Retiree Profile: Susan Hamlin
Retirement didn’t last very long for me. After some immediate travel, I went back to doing special projects at the Vet Library until one day, in 2004, my dentist asked if I had time to help him with Eldridge Park in Elmira. Eldridge Park had closed in 1987 and Dr. Bob Lyon had set about to revive the park and restore the famed carousel. After he asked to join the board of the Eldridge Park Carousel Preservation Society as assistant treasurer, I also became chair of the gift shop – which turned out to be a great success! The grand opening in 2006 was a tremendous accomplishment, complete with fireworks! It was spectacular.

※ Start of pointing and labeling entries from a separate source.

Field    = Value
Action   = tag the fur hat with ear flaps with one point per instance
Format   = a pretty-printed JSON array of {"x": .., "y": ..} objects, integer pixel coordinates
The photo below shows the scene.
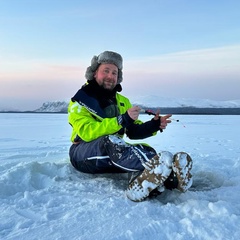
[{"x": 105, "y": 57}]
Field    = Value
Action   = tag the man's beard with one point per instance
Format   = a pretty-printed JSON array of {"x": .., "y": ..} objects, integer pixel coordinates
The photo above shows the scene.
[{"x": 108, "y": 85}]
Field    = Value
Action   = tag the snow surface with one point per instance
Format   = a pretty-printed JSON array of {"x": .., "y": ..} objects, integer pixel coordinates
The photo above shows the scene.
[{"x": 43, "y": 197}]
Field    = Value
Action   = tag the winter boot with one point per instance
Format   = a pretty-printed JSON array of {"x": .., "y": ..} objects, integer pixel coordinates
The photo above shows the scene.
[
  {"x": 182, "y": 165},
  {"x": 155, "y": 173}
]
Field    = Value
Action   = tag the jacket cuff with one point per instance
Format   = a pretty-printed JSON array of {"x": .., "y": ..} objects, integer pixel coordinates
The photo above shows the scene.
[{"x": 125, "y": 120}]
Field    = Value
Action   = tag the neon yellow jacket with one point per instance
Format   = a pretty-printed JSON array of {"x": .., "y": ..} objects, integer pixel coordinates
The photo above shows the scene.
[{"x": 88, "y": 125}]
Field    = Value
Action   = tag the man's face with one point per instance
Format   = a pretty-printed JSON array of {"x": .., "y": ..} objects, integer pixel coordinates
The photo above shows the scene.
[{"x": 106, "y": 76}]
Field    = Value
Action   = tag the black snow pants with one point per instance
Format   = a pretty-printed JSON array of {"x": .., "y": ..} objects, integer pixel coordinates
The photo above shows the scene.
[{"x": 103, "y": 156}]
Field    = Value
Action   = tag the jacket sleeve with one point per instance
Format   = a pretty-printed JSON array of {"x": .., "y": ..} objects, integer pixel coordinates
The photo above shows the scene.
[{"x": 87, "y": 126}]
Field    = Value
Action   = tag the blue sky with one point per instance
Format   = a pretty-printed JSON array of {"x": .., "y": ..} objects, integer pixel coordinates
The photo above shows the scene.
[{"x": 176, "y": 49}]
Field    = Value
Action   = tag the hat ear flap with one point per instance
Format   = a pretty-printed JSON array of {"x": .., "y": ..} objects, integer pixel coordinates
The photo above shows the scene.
[{"x": 94, "y": 63}]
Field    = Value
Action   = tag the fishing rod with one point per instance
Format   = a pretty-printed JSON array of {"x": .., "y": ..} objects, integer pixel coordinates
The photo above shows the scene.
[{"x": 150, "y": 112}]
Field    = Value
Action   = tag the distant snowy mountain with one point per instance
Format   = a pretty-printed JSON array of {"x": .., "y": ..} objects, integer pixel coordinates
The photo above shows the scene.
[
  {"x": 156, "y": 101},
  {"x": 57, "y": 106},
  {"x": 153, "y": 102}
]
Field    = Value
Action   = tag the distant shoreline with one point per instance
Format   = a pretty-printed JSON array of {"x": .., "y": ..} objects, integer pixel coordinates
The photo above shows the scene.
[{"x": 175, "y": 110}]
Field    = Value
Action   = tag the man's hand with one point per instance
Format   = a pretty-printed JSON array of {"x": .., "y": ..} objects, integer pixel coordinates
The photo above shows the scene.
[
  {"x": 164, "y": 120},
  {"x": 134, "y": 112}
]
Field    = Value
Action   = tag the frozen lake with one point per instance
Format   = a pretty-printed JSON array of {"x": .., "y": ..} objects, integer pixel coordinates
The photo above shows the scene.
[{"x": 43, "y": 197}]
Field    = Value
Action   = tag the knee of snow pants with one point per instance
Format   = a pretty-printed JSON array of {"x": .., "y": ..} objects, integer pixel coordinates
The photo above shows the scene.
[
  {"x": 91, "y": 157},
  {"x": 126, "y": 156}
]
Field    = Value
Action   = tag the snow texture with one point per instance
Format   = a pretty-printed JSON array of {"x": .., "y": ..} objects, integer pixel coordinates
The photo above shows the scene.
[{"x": 43, "y": 197}]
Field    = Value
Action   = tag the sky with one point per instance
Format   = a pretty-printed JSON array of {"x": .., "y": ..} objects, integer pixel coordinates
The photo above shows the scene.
[{"x": 174, "y": 48}]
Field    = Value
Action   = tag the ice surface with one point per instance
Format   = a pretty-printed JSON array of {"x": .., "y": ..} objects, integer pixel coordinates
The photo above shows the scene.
[{"x": 43, "y": 197}]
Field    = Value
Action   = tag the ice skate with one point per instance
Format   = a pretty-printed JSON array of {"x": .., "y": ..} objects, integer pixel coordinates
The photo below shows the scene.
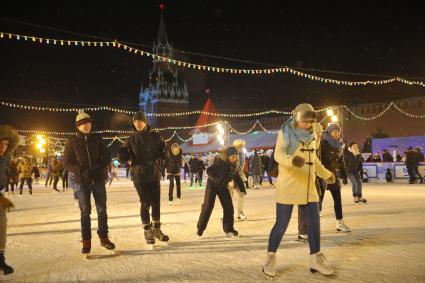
[
  {"x": 318, "y": 264},
  {"x": 269, "y": 267},
  {"x": 342, "y": 227}
]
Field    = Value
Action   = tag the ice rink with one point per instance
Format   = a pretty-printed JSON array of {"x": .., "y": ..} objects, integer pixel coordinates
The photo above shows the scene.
[{"x": 387, "y": 243}]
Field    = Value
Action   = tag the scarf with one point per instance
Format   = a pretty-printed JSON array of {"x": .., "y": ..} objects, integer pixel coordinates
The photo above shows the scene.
[
  {"x": 337, "y": 144},
  {"x": 292, "y": 136}
]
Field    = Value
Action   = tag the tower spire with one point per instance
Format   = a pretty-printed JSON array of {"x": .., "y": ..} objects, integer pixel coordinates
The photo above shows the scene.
[{"x": 162, "y": 32}]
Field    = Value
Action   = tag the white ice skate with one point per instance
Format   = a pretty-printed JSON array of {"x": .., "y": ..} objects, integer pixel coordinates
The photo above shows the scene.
[
  {"x": 342, "y": 227},
  {"x": 318, "y": 264},
  {"x": 242, "y": 217},
  {"x": 269, "y": 267}
]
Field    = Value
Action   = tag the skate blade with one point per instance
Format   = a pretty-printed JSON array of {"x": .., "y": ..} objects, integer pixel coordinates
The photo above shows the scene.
[{"x": 105, "y": 254}]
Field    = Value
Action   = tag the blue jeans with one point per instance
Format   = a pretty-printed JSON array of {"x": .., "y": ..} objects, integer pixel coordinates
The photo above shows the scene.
[
  {"x": 283, "y": 215},
  {"x": 99, "y": 195},
  {"x": 356, "y": 184}
]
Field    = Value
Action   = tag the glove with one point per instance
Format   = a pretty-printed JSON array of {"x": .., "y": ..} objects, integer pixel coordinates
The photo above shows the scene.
[
  {"x": 85, "y": 175},
  {"x": 6, "y": 203},
  {"x": 298, "y": 161},
  {"x": 331, "y": 180}
]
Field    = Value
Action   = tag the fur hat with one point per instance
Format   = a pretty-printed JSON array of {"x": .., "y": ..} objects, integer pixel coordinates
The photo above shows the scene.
[
  {"x": 304, "y": 111},
  {"x": 140, "y": 115},
  {"x": 333, "y": 127},
  {"x": 9, "y": 133},
  {"x": 82, "y": 118},
  {"x": 239, "y": 143},
  {"x": 231, "y": 150},
  {"x": 317, "y": 128}
]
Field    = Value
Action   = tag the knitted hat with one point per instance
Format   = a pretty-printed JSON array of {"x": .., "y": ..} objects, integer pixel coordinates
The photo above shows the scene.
[
  {"x": 304, "y": 111},
  {"x": 333, "y": 127},
  {"x": 82, "y": 118},
  {"x": 231, "y": 150},
  {"x": 140, "y": 115},
  {"x": 239, "y": 143},
  {"x": 317, "y": 128}
]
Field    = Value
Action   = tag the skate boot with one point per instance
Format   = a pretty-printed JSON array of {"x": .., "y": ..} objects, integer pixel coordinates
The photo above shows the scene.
[
  {"x": 150, "y": 240},
  {"x": 242, "y": 217},
  {"x": 270, "y": 265},
  {"x": 86, "y": 246},
  {"x": 106, "y": 243},
  {"x": 318, "y": 264},
  {"x": 199, "y": 234},
  {"x": 363, "y": 200},
  {"x": 4, "y": 266},
  {"x": 157, "y": 233},
  {"x": 232, "y": 234},
  {"x": 302, "y": 238},
  {"x": 342, "y": 227}
]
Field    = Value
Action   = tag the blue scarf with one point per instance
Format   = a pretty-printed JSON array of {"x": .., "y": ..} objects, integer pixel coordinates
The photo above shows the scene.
[
  {"x": 292, "y": 136},
  {"x": 337, "y": 144}
]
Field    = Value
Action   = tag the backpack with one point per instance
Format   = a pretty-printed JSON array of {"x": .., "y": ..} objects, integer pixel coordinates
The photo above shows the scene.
[{"x": 273, "y": 165}]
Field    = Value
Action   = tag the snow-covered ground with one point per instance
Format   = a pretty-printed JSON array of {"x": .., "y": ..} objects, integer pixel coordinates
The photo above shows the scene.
[{"x": 387, "y": 243}]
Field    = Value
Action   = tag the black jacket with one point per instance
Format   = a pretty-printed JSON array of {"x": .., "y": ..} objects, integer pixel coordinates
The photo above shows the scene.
[
  {"x": 353, "y": 163},
  {"x": 174, "y": 163},
  {"x": 265, "y": 160},
  {"x": 87, "y": 157},
  {"x": 333, "y": 159},
  {"x": 194, "y": 165},
  {"x": 221, "y": 173},
  {"x": 387, "y": 157},
  {"x": 146, "y": 150},
  {"x": 412, "y": 159}
]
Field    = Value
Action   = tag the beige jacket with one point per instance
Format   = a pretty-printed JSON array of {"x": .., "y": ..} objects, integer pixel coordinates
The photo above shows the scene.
[{"x": 297, "y": 185}]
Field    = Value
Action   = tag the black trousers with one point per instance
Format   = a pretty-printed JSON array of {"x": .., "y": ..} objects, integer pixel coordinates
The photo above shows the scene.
[
  {"x": 150, "y": 196},
  {"x": 55, "y": 182},
  {"x": 208, "y": 205},
  {"x": 268, "y": 176},
  {"x": 171, "y": 188},
  {"x": 29, "y": 183}
]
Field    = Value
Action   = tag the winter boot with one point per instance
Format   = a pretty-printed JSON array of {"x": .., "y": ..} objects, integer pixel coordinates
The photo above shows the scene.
[
  {"x": 270, "y": 264},
  {"x": 318, "y": 264},
  {"x": 4, "y": 266},
  {"x": 157, "y": 233},
  {"x": 363, "y": 200},
  {"x": 302, "y": 238},
  {"x": 86, "y": 246},
  {"x": 232, "y": 234},
  {"x": 106, "y": 243},
  {"x": 150, "y": 240},
  {"x": 342, "y": 227}
]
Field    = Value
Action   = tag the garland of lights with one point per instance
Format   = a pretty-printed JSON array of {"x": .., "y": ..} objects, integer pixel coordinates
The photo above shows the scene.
[
  {"x": 174, "y": 114},
  {"x": 390, "y": 105},
  {"x": 116, "y": 44}
]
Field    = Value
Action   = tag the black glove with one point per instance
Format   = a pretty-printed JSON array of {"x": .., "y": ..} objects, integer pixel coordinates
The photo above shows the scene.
[{"x": 85, "y": 175}]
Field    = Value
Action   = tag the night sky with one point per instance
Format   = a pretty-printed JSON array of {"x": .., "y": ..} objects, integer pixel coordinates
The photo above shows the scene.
[{"x": 384, "y": 39}]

After that, I ventured into writing a book about my family’s hotel (family-owned since 1884) in Plattsburgh, NY. My grandfather William H. Howell, Sr. took over management of the hotel when he was 19, after his father died, and made the Witherill into a landmark showplace of northern New York. As a longtime member of the New York State Hotel Association, my grandfather encouraged his close friend, Prof. Howard Meek, in the founding of the School of Hotel Administration at Cornell University. Fortunately, I had many photos, letters, and newspaper clippings in my possession. A research trip to Plattsburgh’s Clinton County Historical Association and SUNY Plattsburgh’s Special Collections filled in the necessary blanks.
After it was published in October, 2015, Welcome to the Witherill did very well! While working on the book, I was invited to join the Friends of the Elmira Civil War Prison Camp board. Although the camp existed for only one year in 1864, almost 3000 prisoners perished there and are buried in Woodlawn National Cemetery. In addition to erecting an original salvaged building on the prison camp grounds in 2017, a replica barracks has also been built. In 1861, the Foster family leased their property to the US government, on which the camp was built. The Foster antebellum home, an impressive structure, will be the museum’s headquarters and available as a research center for scholars interested in studying Elmira’s Civil War history.